While the criminology deals with the agents that generate criminal behavior, criminal law addresses the rules that criminalize the crime.
Roman criminal law
The historical precedent of this legislative area is Roman criminal law, which introduced a series of fundamental precepts: the suplicium or execution of the guilty, the damnum or the criminalization of the crime, the legal guarantees for the defendant and the classic distinction between intentional and negligent crime, among many other principles normative.
The different criminal codes classify crimes according to the legal right that is breached (for example, bigamy as a punishable action goes against the family or the homicide attempts against the right to life).
Figure of the offender and violation of the rules
Criminal law focuses on criminal actions, the figure of the offender and the penalization of non-compliance with the law. law.
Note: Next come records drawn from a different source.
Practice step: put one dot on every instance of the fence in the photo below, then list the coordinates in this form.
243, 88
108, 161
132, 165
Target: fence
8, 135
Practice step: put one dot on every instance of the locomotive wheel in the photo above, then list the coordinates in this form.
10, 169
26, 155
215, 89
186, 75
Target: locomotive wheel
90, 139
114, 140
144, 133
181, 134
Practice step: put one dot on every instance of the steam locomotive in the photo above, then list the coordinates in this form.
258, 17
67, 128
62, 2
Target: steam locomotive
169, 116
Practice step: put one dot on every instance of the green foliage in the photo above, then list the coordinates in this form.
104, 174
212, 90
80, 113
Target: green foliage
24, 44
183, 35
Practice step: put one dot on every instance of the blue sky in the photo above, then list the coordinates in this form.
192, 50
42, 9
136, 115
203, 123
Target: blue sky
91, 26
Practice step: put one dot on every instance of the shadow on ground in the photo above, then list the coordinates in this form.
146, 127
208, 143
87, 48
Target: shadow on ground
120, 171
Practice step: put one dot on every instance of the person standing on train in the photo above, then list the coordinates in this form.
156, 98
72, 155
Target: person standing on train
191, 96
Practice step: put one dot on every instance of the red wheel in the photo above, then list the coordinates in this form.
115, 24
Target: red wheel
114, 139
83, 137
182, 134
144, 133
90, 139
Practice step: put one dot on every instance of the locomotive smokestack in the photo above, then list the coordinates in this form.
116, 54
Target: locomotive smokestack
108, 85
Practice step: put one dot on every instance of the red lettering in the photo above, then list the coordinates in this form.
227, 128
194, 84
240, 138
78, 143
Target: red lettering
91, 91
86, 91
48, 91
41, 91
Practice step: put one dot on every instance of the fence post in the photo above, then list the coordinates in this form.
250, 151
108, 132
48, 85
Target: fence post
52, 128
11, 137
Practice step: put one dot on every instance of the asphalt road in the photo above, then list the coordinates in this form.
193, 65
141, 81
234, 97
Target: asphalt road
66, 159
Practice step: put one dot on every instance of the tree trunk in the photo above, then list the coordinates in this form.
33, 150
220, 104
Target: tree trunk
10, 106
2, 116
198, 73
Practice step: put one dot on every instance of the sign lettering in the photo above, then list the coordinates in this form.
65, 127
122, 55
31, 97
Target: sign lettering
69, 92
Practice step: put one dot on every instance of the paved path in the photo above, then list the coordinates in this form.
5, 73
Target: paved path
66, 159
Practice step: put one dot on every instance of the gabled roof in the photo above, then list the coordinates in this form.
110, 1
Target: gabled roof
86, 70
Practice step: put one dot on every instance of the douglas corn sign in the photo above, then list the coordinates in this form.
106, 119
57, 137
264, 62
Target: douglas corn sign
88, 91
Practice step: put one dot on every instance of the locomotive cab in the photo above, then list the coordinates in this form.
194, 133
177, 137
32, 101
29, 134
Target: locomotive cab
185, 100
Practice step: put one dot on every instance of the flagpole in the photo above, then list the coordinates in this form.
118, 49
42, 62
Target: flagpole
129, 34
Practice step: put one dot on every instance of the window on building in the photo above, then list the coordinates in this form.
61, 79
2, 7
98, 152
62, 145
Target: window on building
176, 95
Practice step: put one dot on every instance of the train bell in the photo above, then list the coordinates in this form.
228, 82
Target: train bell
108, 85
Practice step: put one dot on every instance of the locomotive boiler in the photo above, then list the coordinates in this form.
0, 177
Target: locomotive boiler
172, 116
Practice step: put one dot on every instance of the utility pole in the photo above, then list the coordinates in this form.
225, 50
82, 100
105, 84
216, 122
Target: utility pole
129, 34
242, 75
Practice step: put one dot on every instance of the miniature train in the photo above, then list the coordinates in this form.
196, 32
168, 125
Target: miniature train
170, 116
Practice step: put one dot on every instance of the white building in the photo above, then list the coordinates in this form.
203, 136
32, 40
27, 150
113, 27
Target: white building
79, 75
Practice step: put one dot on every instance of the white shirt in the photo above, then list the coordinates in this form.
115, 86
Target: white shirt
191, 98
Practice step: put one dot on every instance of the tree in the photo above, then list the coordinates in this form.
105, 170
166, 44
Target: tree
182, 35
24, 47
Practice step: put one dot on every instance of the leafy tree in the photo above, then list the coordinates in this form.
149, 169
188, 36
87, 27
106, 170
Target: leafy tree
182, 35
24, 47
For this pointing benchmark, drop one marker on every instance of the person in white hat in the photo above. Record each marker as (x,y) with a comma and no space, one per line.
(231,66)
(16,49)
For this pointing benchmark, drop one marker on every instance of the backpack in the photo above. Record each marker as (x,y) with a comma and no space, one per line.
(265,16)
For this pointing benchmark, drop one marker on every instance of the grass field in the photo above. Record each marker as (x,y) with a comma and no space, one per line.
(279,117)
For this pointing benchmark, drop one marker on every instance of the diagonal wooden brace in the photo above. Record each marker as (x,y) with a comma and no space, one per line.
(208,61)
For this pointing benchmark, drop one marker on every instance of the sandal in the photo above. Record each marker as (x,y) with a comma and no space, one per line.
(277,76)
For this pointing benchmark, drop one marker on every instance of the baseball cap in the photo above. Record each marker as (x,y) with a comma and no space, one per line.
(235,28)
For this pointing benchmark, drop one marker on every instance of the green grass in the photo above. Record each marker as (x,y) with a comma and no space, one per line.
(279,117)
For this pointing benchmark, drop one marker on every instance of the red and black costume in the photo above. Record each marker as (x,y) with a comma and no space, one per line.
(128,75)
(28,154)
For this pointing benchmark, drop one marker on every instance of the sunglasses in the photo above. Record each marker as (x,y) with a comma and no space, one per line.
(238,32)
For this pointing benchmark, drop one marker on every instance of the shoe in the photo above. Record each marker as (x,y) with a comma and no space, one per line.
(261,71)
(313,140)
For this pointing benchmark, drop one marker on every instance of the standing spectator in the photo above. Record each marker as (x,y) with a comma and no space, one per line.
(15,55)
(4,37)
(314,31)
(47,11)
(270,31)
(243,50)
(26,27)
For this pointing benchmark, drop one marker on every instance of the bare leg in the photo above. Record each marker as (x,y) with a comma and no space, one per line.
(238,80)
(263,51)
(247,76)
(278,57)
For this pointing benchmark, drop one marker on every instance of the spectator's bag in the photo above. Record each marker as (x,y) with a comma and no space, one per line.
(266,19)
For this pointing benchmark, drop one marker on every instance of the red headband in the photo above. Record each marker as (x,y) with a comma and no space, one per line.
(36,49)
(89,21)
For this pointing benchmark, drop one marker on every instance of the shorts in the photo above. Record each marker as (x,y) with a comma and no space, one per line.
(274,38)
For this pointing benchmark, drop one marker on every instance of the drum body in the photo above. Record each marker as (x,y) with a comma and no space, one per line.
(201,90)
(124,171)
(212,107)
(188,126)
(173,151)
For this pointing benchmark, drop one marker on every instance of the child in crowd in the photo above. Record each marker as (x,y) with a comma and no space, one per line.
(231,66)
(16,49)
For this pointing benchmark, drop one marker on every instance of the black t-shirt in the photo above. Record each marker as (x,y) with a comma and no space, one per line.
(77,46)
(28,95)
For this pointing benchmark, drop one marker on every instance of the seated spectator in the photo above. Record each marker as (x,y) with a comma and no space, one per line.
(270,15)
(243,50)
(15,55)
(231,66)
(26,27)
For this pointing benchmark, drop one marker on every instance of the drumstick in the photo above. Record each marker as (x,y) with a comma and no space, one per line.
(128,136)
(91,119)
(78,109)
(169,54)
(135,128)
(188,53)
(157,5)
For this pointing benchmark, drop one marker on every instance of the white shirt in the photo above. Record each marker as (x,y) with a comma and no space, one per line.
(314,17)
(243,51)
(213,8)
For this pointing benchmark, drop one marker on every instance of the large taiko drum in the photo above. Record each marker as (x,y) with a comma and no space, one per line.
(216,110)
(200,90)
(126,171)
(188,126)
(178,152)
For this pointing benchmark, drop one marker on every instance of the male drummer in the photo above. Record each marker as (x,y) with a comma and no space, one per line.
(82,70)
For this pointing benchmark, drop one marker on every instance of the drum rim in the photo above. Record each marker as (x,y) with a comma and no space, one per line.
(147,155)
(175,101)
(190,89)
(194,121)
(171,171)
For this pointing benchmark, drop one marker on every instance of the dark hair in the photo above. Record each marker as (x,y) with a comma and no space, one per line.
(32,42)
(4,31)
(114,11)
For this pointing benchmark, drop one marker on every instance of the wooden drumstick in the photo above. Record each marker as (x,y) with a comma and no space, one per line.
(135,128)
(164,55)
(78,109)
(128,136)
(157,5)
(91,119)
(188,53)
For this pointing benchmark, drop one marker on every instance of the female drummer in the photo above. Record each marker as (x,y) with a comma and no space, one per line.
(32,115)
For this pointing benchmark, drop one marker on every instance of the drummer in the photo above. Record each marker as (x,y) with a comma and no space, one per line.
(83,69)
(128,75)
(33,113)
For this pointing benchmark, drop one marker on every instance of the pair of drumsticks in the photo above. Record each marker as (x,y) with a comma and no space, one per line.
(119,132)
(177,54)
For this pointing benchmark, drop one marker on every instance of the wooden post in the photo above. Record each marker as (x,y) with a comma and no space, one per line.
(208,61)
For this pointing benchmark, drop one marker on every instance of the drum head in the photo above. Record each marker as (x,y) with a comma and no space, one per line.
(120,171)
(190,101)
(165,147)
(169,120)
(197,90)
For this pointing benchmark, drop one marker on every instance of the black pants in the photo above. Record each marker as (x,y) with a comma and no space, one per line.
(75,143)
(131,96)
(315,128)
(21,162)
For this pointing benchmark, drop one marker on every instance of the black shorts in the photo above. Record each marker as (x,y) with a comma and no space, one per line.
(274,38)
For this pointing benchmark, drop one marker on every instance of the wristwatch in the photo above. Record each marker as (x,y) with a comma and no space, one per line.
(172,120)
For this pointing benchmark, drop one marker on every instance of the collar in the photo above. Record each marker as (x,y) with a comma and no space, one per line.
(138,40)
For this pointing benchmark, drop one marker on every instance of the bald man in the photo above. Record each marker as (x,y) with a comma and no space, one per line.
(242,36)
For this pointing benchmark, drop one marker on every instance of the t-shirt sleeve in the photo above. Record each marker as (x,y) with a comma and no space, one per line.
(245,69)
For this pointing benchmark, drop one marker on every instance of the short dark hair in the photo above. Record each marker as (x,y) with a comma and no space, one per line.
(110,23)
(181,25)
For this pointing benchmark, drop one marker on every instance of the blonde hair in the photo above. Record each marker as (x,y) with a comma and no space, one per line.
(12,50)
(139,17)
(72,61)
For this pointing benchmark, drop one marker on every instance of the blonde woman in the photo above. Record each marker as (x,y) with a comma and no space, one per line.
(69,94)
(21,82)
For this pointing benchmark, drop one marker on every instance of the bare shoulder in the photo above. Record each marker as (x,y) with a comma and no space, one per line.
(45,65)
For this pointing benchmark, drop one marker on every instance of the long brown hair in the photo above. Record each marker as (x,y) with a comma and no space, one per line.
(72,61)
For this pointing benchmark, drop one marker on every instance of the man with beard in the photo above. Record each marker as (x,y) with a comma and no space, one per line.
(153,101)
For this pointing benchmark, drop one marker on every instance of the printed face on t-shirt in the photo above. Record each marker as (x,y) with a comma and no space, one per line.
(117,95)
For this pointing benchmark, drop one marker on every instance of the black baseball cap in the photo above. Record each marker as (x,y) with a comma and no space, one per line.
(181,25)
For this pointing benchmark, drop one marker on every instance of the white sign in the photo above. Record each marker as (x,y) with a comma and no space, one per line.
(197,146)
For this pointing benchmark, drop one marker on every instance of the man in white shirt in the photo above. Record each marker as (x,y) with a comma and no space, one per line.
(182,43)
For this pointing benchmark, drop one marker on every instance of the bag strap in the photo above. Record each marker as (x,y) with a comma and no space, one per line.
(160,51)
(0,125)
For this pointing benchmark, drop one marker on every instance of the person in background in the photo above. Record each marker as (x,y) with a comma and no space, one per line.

In any case, the crime is the fundamental concept and by it is understood the illicit action that is objectively described in a law and that is accompanied by a sanction correspondent.
The institution that is entitled to apply the penalties in criminal law is the state, which must act with the intention to protect individuals and the community so that there is social harmony and that injustice. The rules established in the different codes explicitly establish which behaviors are prohibited and the corresponding sanction in the event of non-compliance.
Principle of legality and conflict of interest
From the idea that the law is the fundamental source of this branch of law, so that it is consider criminal law as something just and legitimate, it is necessary to respect the principle of legality. This principle is based on three precepts: there is no crime without a written law (lex scripta), a law must be strictly applicable to a crime (lex stricta) and the crime is non-existent without a prior law (lex previous).
Finally, it must be borne in mind that in any criminal proceeding a conflict interests: the interest of the state to prosecute the crime and penalize it and, in parallel, individual of the accused person in which their legal guarantees are respected and, especially, the presumption of innocence.